During 2012’s EDC Week, one festival-goer made headlines by crawling through the bars of her hotel room and plunging to her MDMA-caused death (so said the headlines). The girl had taken what were sold as ecstasy pills for the festival, begged her friends to leave as she was suffering paranoid delusions, and was instead packed in a cab and sent on her way. Her friends never saw her alive again, and her mother and the media blamed “ecstasy,” regardless of the fact the cause of death had not been announced at time of print.

While an extreme and horribly sad case, paranoid delusions are not a side effect of MDMA and many in the dance world assumed her pills were cut with something – unfortunately, if there was an autopsy, its results were never printed to confirm or deny the allegations (a rather lazy and damning journalistic trend that continues to this day). While we’ll never know for sure, this case is just one of literally thousands of examples of good people taking bad pills and suffering the consequences, one of which is further demonizing the dance community at large. Yet what is almost more striking about this example is that the girl would likely be alive today if she and her friends had been properly educated.

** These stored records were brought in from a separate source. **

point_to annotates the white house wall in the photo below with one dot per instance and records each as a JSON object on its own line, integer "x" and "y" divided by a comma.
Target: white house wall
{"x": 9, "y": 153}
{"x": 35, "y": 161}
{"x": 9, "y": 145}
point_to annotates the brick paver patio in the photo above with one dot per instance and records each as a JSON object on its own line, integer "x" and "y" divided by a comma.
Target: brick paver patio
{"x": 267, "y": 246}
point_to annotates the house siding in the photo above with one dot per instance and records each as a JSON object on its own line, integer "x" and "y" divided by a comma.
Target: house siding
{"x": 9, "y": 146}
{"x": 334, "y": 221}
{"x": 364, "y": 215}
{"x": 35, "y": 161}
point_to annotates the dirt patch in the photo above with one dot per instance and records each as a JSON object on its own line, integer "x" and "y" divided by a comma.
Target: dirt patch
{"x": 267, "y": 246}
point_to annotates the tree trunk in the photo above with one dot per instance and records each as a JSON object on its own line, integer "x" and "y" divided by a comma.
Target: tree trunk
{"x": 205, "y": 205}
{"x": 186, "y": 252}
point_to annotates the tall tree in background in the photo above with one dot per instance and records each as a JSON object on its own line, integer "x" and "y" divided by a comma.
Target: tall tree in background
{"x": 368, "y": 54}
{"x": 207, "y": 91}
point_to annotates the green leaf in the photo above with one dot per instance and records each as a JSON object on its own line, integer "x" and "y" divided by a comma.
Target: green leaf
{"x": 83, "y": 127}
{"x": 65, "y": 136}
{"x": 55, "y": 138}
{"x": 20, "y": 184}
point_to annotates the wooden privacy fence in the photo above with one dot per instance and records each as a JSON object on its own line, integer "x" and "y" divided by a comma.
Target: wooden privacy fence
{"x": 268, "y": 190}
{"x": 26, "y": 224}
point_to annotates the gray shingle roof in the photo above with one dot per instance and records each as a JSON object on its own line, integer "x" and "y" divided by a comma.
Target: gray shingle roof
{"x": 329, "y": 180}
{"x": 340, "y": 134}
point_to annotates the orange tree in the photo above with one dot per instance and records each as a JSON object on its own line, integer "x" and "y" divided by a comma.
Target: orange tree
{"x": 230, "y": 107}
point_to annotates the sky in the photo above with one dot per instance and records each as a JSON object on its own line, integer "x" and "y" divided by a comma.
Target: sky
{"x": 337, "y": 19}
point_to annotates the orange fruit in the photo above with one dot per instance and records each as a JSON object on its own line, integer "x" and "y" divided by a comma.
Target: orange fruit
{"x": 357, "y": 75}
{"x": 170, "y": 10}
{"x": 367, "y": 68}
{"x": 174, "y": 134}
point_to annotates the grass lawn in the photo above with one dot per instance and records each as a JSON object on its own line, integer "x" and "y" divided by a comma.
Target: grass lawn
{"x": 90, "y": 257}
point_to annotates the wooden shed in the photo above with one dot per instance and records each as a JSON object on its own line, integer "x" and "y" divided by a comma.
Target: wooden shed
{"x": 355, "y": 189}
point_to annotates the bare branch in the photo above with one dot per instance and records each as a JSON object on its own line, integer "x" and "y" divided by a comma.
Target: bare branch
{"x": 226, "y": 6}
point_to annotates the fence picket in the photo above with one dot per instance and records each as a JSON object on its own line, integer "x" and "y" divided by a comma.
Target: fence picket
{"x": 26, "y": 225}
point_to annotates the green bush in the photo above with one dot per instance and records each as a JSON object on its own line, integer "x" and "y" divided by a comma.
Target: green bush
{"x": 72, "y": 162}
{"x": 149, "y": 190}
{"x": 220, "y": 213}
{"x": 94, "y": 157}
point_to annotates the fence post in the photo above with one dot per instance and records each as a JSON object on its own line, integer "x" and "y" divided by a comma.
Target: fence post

If you are going to “find Molly” regardless of the risks, that is your personal (albeit illegal) decision. But deciding to educate yourself on drug use best practices can save everyone heartache. If your friends are rolling, do not leave them; assign a sober sitter. If it is hot out, encourage everyone in your party to drink water and avoid alcohol. If you haven’t already, read up on dosages; research the chemical you are about to introduce into the most important thing you own — your body. If you’re already flying high, chill out on another dose. If it hasn’t kicked in yet, give it a minute before taking more. If you don’t recognize what someone is selling, research it or don’t buy it. These are the messages that need to be sent, not simply “don’t do drugs.” Drugs are bad, sure, but they are so much worse when they are shrouded in misinformation-breeding silence or speculative headlines. It is in that state where deaths happen – possibly even the death of dance music as a pop culture phenomenon.

MDMA is a statistically small drug with an out of proportion media attention rate. It is celebrated in song, labeled as a killer in print, and whispered about in classrooms and dance floors. It is the drug most commonly associated with dance music, and the drug that may bring dance music down. Now that Molly has officially been found, it is time for the dance community to begin a serious and honest discourse, to educate its fans and acknowledge its problems. Let’s not wait for another death to start the dialogue.